The Bar has abandoned a plan to levy a tax on high-earning barristers to help pay for less well-off lawyers to join the profession.

A backlash by some of the most profitable chambers in the Temple led the Bar to rethink its proposals for ending the dominance of the rich and middle classes among its new membership.

In July a report by Sir Robin Mountfield, a former permanent secretary at the Cabinet Office, recommended that barristers contribute 0.25 per cent of gross income, if earning between £100,000 and £250,000, or 0.5 per cent for those earning more than £250,000, towards a scholarship scheme. For a barrister on gross earnings of £100,000, the cost would be £5 a week. Sir Robin said the Bar's competitors – solicitors and accountants – all offered generous packages for training and guaranteed jobs afterwards.

But yesterday, the Bar's chairman, David Bean QC, announced that the Bar Council had rejected the proposed "Robin Hood" charge on higher-earning barristers because it had not received the backing of the whole of the Bar.

It is understood that the big commercial sets of chambers argued that they already paid large sums towards training and were not prepared to subsidise other chambers.

Mr Bean said: "While Mountfield's preferred solution will not, in the event, now be implemented, the debate it sparked has pushed this issue of access to the profession to the top of the Bar's agenda."

He added: "I regard the issue as one of great importance to the future of the Bar and it is vital that a solution is agreed in the next four months."

Instead, a meeting of the Bar Council in London resolved to review the problems associated with the cost of entry to the profession and to bring forward proposals to address the issue by July 2003.

In a motion passed by 78 votes to 1 the Bar Council said it recognised that entry to the profession should be based on merit alone and that able students should not be inhibited by financial constraints from joining the profession.

Last month a survey found that the barristers' profession is still the preserve of the rich and middle classes because they can afford to shoulder debts of up to £30,000.

Law students who cannot afford such heavy financial burdens end up as solicitors or find alternative careers, the report said.

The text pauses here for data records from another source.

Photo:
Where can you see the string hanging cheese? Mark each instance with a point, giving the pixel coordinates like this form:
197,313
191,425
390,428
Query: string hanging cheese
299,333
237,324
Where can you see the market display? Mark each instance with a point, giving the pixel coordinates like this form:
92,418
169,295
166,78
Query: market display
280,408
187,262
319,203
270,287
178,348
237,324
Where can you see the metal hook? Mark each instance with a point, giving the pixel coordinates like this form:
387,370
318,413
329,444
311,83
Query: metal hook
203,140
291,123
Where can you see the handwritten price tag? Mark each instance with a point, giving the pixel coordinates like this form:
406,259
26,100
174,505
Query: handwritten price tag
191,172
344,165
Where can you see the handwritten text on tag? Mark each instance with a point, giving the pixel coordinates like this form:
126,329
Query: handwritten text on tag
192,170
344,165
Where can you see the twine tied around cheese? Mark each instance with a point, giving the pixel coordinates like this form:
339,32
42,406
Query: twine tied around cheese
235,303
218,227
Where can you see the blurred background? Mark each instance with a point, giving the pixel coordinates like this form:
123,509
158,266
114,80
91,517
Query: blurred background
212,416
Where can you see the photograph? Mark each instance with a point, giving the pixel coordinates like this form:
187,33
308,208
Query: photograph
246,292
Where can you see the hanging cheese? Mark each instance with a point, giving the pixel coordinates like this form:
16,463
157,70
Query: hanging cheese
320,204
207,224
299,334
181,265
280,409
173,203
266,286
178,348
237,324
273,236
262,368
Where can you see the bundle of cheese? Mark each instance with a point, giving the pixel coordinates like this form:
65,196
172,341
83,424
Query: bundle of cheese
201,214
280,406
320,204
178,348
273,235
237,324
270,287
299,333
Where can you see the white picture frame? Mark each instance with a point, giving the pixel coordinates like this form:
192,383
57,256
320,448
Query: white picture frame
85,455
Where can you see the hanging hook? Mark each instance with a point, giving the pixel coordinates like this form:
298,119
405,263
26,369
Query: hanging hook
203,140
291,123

The findings, based on a survey of 100 young barristers on the Western Circuit, support recent claims by Cherie Booth QC, the Prime Minister's wife, that the Bar is excluding students from disadvantaged backgrounds.

A second survey published yesterday added further weight to the Bar's concern that financial pressures and a decrease in pupillages could be forcing junior barristers out of the profession and discouraging new entrants.

The survey of 370 junior barristers shows that the main reason young lawyers are leaving the Bar is because of financial difficulties.

Commenting on the survey, Mr Bean said: "Our concerns about the cost of qualification and its impact on excellence and diversity in the profession are well documented and we are actively pursuing a workable solution to meet the concerns of all parties."

He said the Government should "take heed" of the potential impact of funding restrictions on the supply of good advocates to act in cases of public importance.